Steering and handling are well-balanced. Our SS model wears 20-inch summer performance tires, so it sticks well in corners and stops confidently in a short distance.
The Camaro SS rides acceptably most of the time, though the large wheels and tries can clomp about on rough pavement.
It comes down to this: the Camaro SS makes a lot of engine noise, most of the time. If you like hearing your powerful V8 engine, it's great. If you want peace and quiet, look elsewhere.
The controls start out well by being in the right position, within easy reach. But the stylists screwed many of them up by adding too much retro. These include the speedo and tach, the HVAC controls and that cluster of too-low secondary gauges.
High rear haunches and small glass area make it hard to see out the back, and the rear three-quarter blind spots are big.
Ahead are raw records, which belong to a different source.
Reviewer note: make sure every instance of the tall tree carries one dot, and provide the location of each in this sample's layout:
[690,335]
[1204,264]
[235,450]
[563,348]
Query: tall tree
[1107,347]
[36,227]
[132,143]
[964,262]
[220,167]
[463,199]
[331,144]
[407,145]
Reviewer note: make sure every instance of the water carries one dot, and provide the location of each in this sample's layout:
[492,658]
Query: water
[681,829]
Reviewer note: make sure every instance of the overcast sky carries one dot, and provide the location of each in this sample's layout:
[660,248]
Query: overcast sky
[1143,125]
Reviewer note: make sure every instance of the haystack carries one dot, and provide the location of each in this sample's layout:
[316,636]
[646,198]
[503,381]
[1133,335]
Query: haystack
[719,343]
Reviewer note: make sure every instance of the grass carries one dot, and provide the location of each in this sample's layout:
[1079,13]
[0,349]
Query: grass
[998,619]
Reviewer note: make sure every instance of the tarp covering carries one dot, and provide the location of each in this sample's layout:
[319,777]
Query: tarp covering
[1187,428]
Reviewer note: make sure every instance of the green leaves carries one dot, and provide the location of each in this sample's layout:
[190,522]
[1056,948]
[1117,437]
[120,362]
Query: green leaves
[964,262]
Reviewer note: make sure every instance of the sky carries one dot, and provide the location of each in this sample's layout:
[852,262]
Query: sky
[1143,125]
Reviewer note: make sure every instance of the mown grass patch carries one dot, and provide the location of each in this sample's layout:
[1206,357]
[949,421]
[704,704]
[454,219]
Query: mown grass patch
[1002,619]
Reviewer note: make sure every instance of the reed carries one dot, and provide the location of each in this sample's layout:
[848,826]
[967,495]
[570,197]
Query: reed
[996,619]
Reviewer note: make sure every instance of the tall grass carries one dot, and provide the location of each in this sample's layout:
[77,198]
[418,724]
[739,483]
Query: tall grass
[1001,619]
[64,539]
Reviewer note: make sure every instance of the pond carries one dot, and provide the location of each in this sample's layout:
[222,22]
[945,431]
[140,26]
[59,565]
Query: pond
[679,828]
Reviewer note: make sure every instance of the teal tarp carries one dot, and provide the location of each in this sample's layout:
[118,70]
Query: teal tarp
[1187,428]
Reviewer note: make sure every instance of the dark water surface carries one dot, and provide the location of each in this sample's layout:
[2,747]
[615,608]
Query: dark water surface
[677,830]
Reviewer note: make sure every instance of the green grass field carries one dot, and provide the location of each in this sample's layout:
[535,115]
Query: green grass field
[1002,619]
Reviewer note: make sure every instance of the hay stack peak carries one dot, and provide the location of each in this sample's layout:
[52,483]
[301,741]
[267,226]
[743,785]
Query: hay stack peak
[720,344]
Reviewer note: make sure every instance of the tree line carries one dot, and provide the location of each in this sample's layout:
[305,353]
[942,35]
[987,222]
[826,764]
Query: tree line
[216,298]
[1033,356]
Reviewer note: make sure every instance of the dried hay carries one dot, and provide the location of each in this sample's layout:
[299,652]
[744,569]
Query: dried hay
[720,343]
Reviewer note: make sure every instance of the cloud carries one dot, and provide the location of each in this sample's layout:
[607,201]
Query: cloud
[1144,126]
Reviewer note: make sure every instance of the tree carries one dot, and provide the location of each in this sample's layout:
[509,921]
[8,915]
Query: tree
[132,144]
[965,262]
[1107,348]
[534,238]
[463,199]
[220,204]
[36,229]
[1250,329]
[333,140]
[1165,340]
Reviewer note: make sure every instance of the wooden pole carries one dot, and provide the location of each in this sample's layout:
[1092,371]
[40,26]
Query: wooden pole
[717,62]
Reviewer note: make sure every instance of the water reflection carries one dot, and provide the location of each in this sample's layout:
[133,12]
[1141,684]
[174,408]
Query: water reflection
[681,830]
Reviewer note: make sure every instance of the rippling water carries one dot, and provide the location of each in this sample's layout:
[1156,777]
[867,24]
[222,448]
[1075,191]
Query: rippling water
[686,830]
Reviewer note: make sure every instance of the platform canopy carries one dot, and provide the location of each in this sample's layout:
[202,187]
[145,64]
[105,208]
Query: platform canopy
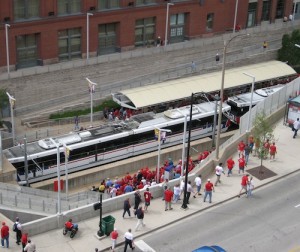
[181,88]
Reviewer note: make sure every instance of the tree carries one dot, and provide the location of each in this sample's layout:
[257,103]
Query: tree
[289,52]
[263,134]
[3,103]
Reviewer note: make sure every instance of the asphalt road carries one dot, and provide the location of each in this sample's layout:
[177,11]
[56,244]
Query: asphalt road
[269,221]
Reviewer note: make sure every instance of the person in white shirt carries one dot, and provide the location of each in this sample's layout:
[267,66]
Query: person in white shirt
[128,240]
[30,246]
[198,184]
[219,170]
[296,126]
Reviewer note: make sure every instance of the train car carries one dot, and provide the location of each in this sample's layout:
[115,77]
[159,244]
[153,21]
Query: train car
[111,142]
[240,104]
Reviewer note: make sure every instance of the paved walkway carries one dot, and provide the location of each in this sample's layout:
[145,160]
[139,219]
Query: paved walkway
[85,240]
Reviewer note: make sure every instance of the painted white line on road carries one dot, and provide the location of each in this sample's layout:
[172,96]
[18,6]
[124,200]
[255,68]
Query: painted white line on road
[143,246]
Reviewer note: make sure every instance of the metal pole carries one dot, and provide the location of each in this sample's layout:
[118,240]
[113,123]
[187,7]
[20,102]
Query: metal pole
[158,159]
[215,122]
[183,144]
[184,204]
[235,15]
[7,49]
[167,21]
[221,101]
[88,35]
[26,162]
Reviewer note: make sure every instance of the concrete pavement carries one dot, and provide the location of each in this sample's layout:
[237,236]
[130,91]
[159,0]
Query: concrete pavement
[85,240]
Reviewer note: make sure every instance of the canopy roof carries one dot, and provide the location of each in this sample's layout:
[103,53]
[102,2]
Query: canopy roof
[181,88]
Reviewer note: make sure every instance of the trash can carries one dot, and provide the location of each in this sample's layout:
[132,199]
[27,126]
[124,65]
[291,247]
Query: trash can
[108,224]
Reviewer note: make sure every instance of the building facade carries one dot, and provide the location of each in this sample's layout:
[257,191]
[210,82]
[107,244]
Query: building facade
[39,32]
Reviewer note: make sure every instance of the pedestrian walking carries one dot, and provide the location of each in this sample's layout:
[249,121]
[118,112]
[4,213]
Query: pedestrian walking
[147,197]
[193,67]
[242,164]
[217,58]
[241,148]
[198,182]
[126,207]
[230,165]
[17,227]
[247,151]
[209,188]
[219,170]
[189,190]
[137,199]
[250,187]
[168,199]
[273,151]
[296,126]
[30,247]
[140,216]
[76,123]
[177,192]
[128,240]
[24,240]
[165,185]
[114,236]
[4,235]
[244,184]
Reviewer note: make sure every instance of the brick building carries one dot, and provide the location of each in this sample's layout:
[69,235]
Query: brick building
[43,32]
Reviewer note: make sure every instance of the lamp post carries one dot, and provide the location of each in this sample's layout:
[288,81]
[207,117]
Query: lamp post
[235,15]
[159,148]
[167,21]
[222,91]
[58,175]
[12,101]
[7,48]
[251,100]
[88,35]
[91,90]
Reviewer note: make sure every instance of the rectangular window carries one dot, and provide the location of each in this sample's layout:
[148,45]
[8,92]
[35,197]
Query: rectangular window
[69,44]
[265,15]
[108,4]
[26,9]
[65,7]
[144,2]
[209,21]
[144,31]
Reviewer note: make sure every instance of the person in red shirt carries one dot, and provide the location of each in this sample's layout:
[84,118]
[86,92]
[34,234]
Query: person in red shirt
[168,199]
[4,235]
[242,164]
[114,236]
[230,165]
[273,151]
[244,184]
[24,239]
[209,188]
[148,197]
[241,148]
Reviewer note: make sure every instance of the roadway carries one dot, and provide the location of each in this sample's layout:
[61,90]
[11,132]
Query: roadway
[267,222]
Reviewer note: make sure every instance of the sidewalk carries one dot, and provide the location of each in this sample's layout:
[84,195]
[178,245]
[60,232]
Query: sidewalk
[85,240]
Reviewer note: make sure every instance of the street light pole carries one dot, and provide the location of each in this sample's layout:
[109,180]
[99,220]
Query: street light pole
[251,101]
[58,176]
[167,21]
[7,49]
[235,15]
[88,35]
[92,90]
[222,91]
[12,101]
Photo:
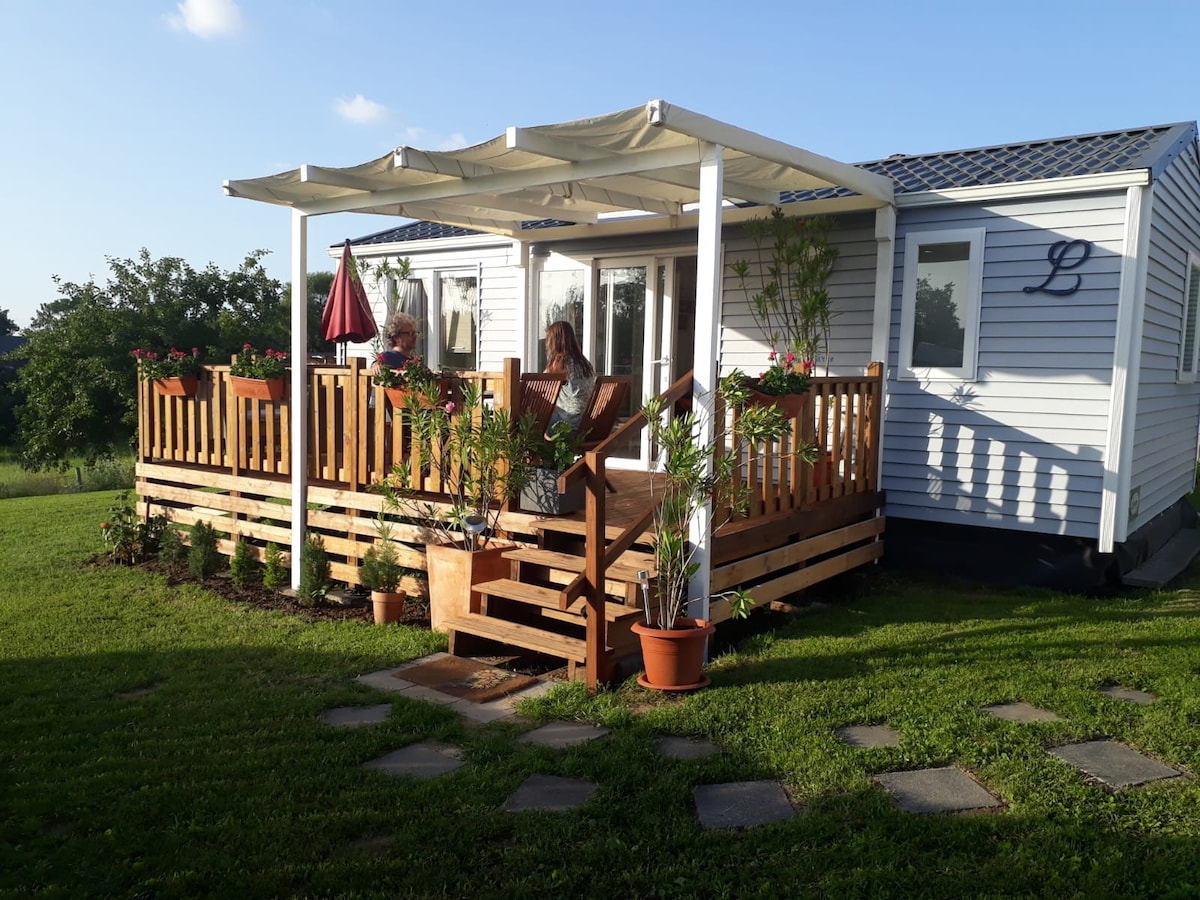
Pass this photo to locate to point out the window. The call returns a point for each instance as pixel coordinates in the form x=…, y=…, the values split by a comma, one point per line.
x=1188, y=345
x=940, y=306
x=559, y=297
x=459, y=301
Things are not helped by the small, oddly-shaped mirrors and the lack of a back-up camera.
Seat Access & Space
A low roofline means you have to stoop down to get in, but once inside there's plenty of front-seat legroom. The rear seat is very tight and the front seats don't automatically slide forward to provide access. Other coupes do this better.
Cargo & Storage
While the trunk isn't exactly small, the trunk opening is tiny and slotlike. It's hard to make use of what the Camaro has. Inside, there are few storage bins of any size, and the shallow cupholders are best left empty when shifting.
Good paint and exterior gaps, but the interior materials tend to feel a bit too plasticky and the overall feel (beyond the retro styling) is very simple and monochromatic.